Peki yaşamını sürdürmek için özel bakıma ve bir başkasının varlığına muhtaç olan bebekler nasıl bu kadar uzun süre hayata tutunabildi? Bu mucize değilse neydi? Birlikte bu soruya yanıt bulmaya çalışacağız.
Mashable Türkiye’ye konuya ilişkin açıklamada bulunan Çocuk Sağlığı ve Hastalıkları Yoğun Bakım Uzmanı Doç. Dr. Sare Güntülü Şık, burada birçok faktörün söz konusu olduğunu belirtiyor. Gaye Kobal’a konuşan Şık, “Bunlardan en önemlisi çocukların vücudu erişkinlere nazaran daha küçük. Bu yüzden eğer yaşam üçgeni dediğimiz korunaklı bir alanda kalmayı başarabilirlerse, vücutlarının travmaya maruz kalma ihtimali daha az. Bu, çocukların nispeten daha korunaklı olmasının en önemli sebeplerinden biri” diyor.
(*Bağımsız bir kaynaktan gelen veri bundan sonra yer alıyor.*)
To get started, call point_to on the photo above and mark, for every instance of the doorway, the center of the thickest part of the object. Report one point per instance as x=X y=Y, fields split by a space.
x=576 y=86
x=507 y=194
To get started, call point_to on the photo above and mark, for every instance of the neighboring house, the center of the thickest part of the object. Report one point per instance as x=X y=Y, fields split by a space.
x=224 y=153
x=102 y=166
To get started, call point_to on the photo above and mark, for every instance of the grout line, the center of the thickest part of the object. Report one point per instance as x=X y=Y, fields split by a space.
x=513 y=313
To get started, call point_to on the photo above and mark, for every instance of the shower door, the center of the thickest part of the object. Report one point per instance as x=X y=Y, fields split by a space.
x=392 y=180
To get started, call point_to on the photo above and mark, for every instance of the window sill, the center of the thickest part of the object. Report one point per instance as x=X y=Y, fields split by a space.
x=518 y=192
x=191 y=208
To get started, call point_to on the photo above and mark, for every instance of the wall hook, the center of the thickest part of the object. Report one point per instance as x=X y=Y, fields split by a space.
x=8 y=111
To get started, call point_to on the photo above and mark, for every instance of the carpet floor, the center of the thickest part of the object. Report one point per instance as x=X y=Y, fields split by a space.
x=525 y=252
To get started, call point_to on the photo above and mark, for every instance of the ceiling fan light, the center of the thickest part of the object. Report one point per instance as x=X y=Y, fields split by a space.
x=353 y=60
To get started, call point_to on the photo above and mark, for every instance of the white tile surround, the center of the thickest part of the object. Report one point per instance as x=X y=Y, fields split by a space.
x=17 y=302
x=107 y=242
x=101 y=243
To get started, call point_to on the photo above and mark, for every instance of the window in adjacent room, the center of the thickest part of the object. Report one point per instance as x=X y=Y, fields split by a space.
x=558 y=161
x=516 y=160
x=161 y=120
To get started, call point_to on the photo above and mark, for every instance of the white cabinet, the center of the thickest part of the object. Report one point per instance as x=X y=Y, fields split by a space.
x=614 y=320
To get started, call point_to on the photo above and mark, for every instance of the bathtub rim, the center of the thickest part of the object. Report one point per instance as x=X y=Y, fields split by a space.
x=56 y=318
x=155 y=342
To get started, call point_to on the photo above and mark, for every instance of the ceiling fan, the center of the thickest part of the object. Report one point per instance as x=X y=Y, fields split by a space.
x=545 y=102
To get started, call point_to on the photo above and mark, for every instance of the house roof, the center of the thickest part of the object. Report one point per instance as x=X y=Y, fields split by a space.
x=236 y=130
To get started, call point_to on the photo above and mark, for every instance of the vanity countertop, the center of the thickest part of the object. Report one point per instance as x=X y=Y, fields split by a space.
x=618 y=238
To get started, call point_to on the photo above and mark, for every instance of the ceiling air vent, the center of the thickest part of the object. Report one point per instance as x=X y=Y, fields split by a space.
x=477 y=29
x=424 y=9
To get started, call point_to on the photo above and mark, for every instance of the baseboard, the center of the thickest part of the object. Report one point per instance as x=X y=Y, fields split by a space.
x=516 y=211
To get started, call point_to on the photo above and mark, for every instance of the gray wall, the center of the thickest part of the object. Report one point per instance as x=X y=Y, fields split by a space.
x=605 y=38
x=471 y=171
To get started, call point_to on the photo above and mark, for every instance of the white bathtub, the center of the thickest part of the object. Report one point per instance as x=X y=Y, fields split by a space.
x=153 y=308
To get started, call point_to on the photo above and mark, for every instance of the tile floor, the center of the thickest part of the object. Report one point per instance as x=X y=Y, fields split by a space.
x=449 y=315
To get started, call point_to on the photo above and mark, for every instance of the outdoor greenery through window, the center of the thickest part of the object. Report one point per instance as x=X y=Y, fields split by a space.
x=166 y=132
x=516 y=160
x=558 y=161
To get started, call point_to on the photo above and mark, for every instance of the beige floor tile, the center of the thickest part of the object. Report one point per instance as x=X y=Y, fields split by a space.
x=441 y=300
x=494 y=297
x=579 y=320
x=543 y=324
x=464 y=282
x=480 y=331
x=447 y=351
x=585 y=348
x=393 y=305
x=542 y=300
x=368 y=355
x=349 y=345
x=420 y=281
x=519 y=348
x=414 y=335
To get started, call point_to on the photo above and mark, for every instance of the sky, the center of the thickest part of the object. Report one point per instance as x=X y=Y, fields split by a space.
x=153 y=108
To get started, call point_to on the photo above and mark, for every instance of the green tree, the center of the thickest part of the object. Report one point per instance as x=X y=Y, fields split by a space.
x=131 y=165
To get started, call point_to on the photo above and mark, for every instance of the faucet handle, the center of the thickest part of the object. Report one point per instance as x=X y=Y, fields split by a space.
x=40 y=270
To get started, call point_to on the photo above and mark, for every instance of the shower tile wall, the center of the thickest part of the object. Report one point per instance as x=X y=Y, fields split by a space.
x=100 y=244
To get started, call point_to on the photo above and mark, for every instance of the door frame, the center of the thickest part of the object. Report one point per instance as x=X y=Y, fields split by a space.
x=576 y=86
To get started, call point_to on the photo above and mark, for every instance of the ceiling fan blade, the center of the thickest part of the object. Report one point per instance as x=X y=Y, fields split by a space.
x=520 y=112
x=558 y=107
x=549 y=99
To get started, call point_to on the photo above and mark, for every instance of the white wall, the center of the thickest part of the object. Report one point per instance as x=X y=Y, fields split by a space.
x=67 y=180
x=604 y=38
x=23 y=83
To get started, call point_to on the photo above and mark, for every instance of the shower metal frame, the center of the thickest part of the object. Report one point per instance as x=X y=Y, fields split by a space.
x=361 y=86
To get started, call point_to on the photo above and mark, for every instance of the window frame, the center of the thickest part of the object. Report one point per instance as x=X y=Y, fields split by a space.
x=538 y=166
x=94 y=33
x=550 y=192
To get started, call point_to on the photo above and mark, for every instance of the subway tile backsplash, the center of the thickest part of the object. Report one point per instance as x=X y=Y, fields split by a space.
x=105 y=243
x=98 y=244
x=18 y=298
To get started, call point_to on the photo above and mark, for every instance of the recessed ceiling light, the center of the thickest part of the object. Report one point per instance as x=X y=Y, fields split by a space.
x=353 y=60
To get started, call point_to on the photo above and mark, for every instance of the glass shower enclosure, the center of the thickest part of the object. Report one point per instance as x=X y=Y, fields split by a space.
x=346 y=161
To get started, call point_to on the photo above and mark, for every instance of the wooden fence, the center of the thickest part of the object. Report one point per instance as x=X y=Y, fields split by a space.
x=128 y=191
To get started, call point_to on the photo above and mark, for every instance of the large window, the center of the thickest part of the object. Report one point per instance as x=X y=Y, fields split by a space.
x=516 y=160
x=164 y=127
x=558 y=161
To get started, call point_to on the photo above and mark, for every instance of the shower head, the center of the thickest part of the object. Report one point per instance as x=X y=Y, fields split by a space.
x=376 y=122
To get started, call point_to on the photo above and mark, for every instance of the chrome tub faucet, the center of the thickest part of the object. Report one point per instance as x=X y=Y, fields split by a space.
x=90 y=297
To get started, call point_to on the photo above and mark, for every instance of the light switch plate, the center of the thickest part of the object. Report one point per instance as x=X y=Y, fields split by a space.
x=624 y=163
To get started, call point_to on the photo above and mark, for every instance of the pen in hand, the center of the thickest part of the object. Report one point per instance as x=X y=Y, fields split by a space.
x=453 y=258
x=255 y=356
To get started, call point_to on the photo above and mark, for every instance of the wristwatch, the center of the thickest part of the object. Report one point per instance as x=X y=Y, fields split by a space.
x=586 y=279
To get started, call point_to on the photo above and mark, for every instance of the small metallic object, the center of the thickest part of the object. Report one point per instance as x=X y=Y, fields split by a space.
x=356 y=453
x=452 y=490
Doç. Dr. Şık, Crush Sendromu’na dikkat çekiyor ve “Ne yazık ki depremlerde travmanın doğrudan etkisinden sonra en sık ikinci ölüm nedeni” diyerek sözlerine şöyle devam ediyor: “Ezilme ve sıkışma sonucunda doku hasarı meydana geliyor. Bası olan bölgelerdeki kaslarda hücre hasarı ve kas nekrozu oluşuyor. Kas ezilmesi ve kas yıkımı durumunda burada bir sıvı açığa çıkıyor. Ezilme sonrasında orta çıkan sistemik etkilerin toplamına biz Crush Sendromu diyoruz. Bu deprem sonrası görülen en önemli komplikasyonlardan biri. Elektrolit bozukluklar, şok, kalp ritim bozuklukları ve hastanın kötüye gitmesinin en önemli nedenlerinden biri olan akut böbrek hasarı görülebiliyor. Sağlıklı erişkin bir bireyin vücut ağırlığının yüzde 40’ını kaslar oluşturuyor.”